XenMotion system requirements:

   1. The processors in XenServer must have the same type. Although XenMotion allows the memory, storage controller and network controller of each system to be different, the processors must be of the same type. In addition to the hard and fast rules of the type, it also allows some subtle differences (such as the operating speed of the CPU). For example, for servers in the same resource pool, the same series of processors must be used.

   2. At least two XenServer Enterprise servers must be in operation in the resource pool.

   3. The memory type of the virtual machine. The virtual machine must be stored in a remote shared memory. For example, it is connected to a storage based on the network file system NFS (Network File System) or iSCSI (starting software through iSCSI). In addition, if a XenServer host in the resource pool is removed, the virtual machine originally running on it is not deleted, but still exists in the database, which will not cause data loss, and for other XenServer hosts The members are visible. However, these virtual machines are in a disabled state, and only their virtual disks can be shared by other XenServers in the resource pool when they are connected to the shared server. Therefore, in order to improve resource utilization, it is best to add the local disk to the shared memory when the shared memory is created. (Migration without shared storage is not included here)

       4. Network bandwidth requirements: Gigabit Ethernet is recommended.

How XenMotion works: (pre-copy migration)

1. The system verifies whether the storage and network settings of the target server are correct, and reserves the resources of the target server virtual machine.

2. When the virtual machine is still running on the source server, copy the memory image to the target server. During this process, XenServer will still monitor any changes in memory.

3. Check whether the memory has changed since the memory mirroring is copied to the target server during this stage.

4. If there is a change, XenServer will re-copy the changed memory to the target server and overwrite the previous memory. At this stage, Xen will continue to monitor changes in memory.

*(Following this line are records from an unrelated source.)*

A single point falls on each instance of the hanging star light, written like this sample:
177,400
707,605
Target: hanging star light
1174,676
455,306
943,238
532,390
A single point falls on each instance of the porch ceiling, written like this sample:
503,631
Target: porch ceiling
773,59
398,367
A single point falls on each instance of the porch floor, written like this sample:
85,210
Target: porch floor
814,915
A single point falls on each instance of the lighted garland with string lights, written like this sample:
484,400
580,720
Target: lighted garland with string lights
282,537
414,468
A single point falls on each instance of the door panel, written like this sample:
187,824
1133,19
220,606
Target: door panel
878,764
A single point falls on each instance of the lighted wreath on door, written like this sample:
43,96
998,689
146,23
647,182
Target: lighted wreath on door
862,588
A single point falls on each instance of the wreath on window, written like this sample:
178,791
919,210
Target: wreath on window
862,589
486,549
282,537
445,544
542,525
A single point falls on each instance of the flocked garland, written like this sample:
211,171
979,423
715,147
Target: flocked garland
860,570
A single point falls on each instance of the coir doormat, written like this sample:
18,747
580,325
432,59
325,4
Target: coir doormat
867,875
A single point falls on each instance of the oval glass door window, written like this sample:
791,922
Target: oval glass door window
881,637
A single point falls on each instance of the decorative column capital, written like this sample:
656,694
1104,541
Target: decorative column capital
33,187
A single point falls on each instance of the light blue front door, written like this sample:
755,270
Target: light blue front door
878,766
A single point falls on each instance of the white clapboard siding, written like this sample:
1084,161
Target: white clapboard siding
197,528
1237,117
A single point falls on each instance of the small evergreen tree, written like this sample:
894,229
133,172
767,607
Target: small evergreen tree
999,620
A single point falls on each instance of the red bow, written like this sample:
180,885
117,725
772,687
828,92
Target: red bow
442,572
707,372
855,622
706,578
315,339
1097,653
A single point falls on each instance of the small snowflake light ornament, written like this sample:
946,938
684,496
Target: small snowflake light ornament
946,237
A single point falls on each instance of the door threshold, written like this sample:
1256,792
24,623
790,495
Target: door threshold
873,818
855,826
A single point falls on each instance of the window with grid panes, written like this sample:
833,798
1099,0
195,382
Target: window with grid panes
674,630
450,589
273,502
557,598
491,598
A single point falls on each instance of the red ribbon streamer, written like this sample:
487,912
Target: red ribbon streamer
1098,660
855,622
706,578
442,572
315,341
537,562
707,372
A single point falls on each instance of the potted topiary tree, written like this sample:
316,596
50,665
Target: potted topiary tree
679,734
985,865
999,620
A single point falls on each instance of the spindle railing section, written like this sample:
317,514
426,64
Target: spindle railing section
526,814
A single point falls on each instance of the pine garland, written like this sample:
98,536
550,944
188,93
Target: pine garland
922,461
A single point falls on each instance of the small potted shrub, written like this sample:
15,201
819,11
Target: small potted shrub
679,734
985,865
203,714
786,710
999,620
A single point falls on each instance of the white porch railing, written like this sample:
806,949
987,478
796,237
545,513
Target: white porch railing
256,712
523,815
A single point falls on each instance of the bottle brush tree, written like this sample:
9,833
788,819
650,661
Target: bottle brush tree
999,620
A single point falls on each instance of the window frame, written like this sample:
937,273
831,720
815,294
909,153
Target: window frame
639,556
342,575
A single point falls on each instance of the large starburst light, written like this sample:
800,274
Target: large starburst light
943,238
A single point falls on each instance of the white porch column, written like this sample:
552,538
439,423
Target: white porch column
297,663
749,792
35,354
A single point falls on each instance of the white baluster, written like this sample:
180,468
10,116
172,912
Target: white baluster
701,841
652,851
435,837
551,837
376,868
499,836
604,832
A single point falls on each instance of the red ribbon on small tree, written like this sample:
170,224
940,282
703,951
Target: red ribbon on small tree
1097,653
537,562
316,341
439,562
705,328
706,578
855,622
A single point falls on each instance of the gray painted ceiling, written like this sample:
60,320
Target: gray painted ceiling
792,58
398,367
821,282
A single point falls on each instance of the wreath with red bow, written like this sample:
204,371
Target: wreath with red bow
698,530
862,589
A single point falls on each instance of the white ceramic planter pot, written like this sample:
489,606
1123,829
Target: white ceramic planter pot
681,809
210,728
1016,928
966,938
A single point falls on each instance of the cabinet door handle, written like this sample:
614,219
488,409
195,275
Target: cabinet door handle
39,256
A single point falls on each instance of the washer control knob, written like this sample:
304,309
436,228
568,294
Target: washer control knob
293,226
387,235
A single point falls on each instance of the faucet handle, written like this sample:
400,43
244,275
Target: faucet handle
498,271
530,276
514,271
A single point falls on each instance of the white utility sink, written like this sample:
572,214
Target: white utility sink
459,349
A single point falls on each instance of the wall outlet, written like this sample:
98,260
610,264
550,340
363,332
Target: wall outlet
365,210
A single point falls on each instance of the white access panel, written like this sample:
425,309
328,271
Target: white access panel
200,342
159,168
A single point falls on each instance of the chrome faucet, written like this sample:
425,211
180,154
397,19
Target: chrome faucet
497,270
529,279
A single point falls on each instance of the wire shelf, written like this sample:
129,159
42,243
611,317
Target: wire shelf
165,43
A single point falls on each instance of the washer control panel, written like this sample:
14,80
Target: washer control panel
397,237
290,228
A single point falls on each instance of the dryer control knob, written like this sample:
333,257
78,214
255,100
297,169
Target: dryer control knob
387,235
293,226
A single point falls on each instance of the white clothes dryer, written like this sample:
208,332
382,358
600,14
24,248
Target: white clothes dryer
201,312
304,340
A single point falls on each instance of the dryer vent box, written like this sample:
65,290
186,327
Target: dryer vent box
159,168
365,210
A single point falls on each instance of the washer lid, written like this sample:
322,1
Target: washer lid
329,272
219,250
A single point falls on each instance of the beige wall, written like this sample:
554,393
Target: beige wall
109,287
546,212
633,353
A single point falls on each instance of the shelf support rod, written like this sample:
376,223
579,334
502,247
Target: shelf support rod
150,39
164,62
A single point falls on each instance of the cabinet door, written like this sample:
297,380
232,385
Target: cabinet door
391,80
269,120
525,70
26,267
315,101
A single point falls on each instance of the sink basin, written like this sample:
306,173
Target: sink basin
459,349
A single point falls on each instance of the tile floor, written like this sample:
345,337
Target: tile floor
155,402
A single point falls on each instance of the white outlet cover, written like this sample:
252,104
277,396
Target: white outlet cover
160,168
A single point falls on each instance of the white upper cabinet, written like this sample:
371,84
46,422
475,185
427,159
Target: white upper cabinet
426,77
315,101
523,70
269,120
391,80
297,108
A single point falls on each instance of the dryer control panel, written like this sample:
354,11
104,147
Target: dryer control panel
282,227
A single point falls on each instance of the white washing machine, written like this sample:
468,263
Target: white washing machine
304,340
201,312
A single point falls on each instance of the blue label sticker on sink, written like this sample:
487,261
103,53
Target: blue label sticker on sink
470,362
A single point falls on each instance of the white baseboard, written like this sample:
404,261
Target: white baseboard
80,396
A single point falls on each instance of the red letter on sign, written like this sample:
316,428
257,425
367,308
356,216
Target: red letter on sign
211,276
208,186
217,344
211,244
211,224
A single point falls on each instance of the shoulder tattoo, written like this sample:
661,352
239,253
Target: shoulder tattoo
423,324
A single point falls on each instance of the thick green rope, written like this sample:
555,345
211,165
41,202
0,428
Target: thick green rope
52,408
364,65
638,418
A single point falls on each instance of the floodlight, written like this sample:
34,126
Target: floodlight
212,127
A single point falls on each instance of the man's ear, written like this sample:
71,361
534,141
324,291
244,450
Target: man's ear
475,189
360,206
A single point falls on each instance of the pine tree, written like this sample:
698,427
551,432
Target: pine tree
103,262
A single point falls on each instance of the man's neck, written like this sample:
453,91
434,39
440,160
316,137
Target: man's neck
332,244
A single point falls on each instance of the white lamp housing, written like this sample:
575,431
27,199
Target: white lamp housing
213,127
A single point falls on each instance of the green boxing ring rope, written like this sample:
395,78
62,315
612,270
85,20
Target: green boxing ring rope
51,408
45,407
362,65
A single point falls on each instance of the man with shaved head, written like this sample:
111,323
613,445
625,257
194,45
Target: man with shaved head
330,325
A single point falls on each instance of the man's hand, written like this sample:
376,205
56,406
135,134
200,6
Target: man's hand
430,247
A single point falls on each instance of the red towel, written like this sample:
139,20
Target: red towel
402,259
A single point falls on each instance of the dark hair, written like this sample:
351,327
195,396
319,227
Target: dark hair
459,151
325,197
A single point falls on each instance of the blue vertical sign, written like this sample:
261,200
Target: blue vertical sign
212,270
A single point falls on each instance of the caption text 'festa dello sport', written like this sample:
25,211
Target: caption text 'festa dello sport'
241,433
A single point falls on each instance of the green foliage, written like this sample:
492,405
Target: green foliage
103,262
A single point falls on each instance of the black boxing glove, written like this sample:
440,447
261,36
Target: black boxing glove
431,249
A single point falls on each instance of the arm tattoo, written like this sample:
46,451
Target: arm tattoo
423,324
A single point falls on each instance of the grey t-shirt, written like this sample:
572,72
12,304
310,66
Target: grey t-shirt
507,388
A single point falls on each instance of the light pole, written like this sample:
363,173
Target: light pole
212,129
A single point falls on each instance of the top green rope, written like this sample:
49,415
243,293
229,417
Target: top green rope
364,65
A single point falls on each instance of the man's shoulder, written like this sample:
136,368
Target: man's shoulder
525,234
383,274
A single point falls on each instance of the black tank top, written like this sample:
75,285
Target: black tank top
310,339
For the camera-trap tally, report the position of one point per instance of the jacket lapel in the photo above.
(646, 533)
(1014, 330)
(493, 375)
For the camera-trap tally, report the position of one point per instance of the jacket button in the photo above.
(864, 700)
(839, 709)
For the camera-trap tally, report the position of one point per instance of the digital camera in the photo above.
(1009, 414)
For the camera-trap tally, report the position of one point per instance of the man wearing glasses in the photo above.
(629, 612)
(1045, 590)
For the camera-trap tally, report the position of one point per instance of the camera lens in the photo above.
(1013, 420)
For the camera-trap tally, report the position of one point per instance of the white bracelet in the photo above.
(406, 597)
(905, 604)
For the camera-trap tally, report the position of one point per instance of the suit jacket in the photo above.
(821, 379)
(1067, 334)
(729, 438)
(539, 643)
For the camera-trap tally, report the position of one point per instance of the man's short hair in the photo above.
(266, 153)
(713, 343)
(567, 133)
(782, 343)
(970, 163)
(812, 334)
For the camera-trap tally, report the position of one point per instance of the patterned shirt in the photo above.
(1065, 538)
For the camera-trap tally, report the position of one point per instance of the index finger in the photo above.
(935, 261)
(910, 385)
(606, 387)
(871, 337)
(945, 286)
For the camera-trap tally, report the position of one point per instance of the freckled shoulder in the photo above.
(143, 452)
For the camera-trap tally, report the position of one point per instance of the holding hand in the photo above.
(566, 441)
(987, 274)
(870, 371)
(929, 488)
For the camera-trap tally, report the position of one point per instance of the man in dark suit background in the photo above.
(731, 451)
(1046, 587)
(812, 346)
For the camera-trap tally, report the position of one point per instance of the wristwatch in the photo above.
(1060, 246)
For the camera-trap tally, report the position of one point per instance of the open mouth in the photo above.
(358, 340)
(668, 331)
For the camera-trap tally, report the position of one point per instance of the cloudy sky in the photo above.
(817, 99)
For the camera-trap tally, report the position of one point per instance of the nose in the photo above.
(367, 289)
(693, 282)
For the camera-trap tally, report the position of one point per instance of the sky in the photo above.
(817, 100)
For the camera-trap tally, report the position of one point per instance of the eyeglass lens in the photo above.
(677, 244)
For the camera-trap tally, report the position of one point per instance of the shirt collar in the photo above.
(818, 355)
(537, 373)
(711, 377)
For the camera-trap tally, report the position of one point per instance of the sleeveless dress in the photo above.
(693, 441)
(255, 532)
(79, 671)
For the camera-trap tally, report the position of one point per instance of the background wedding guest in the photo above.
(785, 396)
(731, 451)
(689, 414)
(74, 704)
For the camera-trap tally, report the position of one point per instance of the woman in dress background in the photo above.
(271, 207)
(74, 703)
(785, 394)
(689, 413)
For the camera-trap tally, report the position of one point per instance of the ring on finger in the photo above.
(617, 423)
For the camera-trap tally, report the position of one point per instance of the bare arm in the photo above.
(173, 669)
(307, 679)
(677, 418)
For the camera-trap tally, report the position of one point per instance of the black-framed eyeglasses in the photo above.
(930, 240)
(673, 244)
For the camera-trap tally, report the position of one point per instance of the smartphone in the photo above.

5. XenServer will continue such memory copy operations. As the number of copies increases, the data that needs to be copied will be significantly reduced, and the time spent in copying will gradually become shorter, so there may not be enough time for the memory to change. Finally, when the difference between the source server and the target server can be ignored without timing, the memory copy operation will end.

6. After the memory copy is completed, after copying the working status of the machine to the target server, the source server stops working. Then, unlock the storage from the source system and lock it on the target system. Start the target server, connect to storage resources and network resources, and clear the resources on the source server at the same time.